A plan for machine learning
Amazon.com Inc. made a decision more than 20 years ago to adopt AI and machine learning for nearly every aspect of its business and then turned that into a portfolio of products for its customers. In November of 2018, Amazon Web Services Inc. introduced 13 new machine learning products in one event alone.
Amazon’s AI and machine learning customers range from Domino’s Pizza which uses the technology to forecast demand and have orders out the door within minutes, to support for prescription processing within Britain’s National Health Service, to helping farmers make smarter and more precise decisions about their crops through a Bayer Digital initiative.

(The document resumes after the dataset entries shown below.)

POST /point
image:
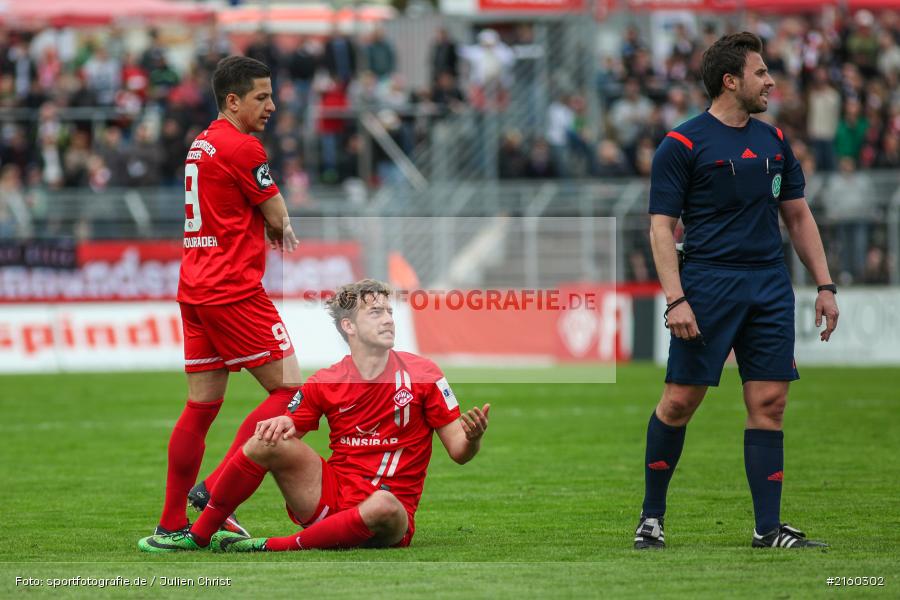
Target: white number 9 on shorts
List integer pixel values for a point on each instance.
(281, 335)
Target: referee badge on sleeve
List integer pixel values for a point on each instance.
(295, 402)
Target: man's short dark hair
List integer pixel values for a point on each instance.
(727, 55)
(235, 75)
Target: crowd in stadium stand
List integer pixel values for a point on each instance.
(837, 99)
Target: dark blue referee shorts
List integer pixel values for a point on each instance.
(750, 310)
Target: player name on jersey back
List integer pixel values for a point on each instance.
(203, 241)
(223, 259)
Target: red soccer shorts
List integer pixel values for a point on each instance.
(339, 493)
(244, 334)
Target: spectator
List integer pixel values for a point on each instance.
(628, 115)
(491, 63)
(295, 183)
(631, 45)
(862, 44)
(511, 164)
(264, 49)
(134, 77)
(889, 156)
(380, 57)
(888, 55)
(823, 117)
(643, 159)
(12, 199)
(21, 66)
(849, 205)
(560, 121)
(301, 66)
(162, 79)
(444, 58)
(446, 95)
(331, 126)
(539, 164)
(76, 157)
(851, 131)
(143, 158)
(340, 57)
(877, 269)
(110, 148)
(610, 161)
(154, 54)
(15, 148)
(172, 137)
(677, 109)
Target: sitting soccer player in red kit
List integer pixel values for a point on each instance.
(382, 407)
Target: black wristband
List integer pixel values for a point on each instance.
(670, 306)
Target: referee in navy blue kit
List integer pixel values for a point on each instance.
(728, 176)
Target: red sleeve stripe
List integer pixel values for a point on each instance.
(681, 138)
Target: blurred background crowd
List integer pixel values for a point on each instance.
(83, 109)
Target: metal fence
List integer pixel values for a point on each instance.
(863, 247)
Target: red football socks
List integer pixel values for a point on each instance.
(186, 446)
(239, 479)
(273, 406)
(344, 530)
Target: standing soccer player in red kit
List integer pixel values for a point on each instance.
(382, 408)
(231, 205)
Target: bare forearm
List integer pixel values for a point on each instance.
(662, 242)
(465, 451)
(808, 243)
(274, 211)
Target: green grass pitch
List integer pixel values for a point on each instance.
(547, 509)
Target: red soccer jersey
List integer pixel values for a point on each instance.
(225, 176)
(381, 430)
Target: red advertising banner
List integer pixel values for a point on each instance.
(532, 6)
(148, 270)
(694, 5)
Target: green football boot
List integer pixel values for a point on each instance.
(228, 541)
(169, 542)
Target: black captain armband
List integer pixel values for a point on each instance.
(670, 306)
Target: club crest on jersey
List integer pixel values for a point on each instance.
(295, 402)
(403, 397)
(262, 176)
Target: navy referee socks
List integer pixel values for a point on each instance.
(764, 463)
(664, 445)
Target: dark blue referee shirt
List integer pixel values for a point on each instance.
(725, 183)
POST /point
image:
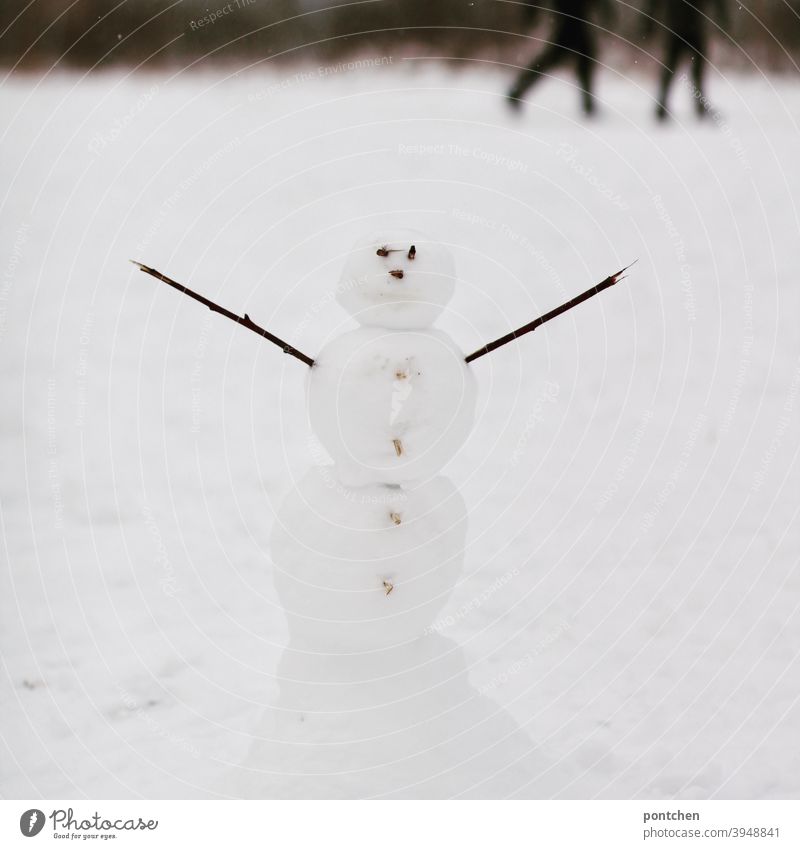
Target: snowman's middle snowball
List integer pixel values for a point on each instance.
(391, 406)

“Ten years ago, every business unit at Amazon was asked how they planned to use machine learning,” said Michelle Lee, vice president of the Machine Learning Solutions Lab at AWS. “It was not acceptable to say you didn’t have a plan.”
While use of AI and machine learning continues to grow, so have concerns around how the technology will be used. Although an investor himself in a number of AI-related projects, Tesla Inc.’s Musk told a SXSW gathering in 2018 that AI was “far more dangerous than nukes.”
Concerns such has these have prompted 42 nations of the Organization for Economic Cooperation and Development, including the United States, to agree on a set of principles for responsible stewardship of trustworthy AI. Approximately 30 countries have adopted AI policies to govern how the technology will be used for education, economic policy and as an algorithm within government agencies.
Potentially more significant is new regulation by the European Union which is making its way toward potential adoption later this year. Early drafts of the proposal appear to be following a path similar to General Data Privacy Regulation or GDPR which affected all companies doing business in the European Union.
“This is a technology at the very early stage of its implementation,” said Julia Reinhardt, international strategy consultant for tech and policy, Fellow-in-Residence at Mozilla. “It’s already having an impact on people and society. How do we make sure AI works equally for all in a way that preserves our fundamental values and the rule of law?”
What pervades the AI business right now is a sense that growing enterprise adoption will fuel a renaissance in the computing world as more firms find new uses for the technology and an expanding number of eager entrepreneurs build novel ways to deliver on that.
“In the end, AI is math and AI is software,” said Dario Gil, senior vice president and director of IBM Research. “The scientific method should be a tool for business. What we’re about to enter is an era where discovery is at the forefront. We’re living in the most exciting time in computing since the advent of computing.”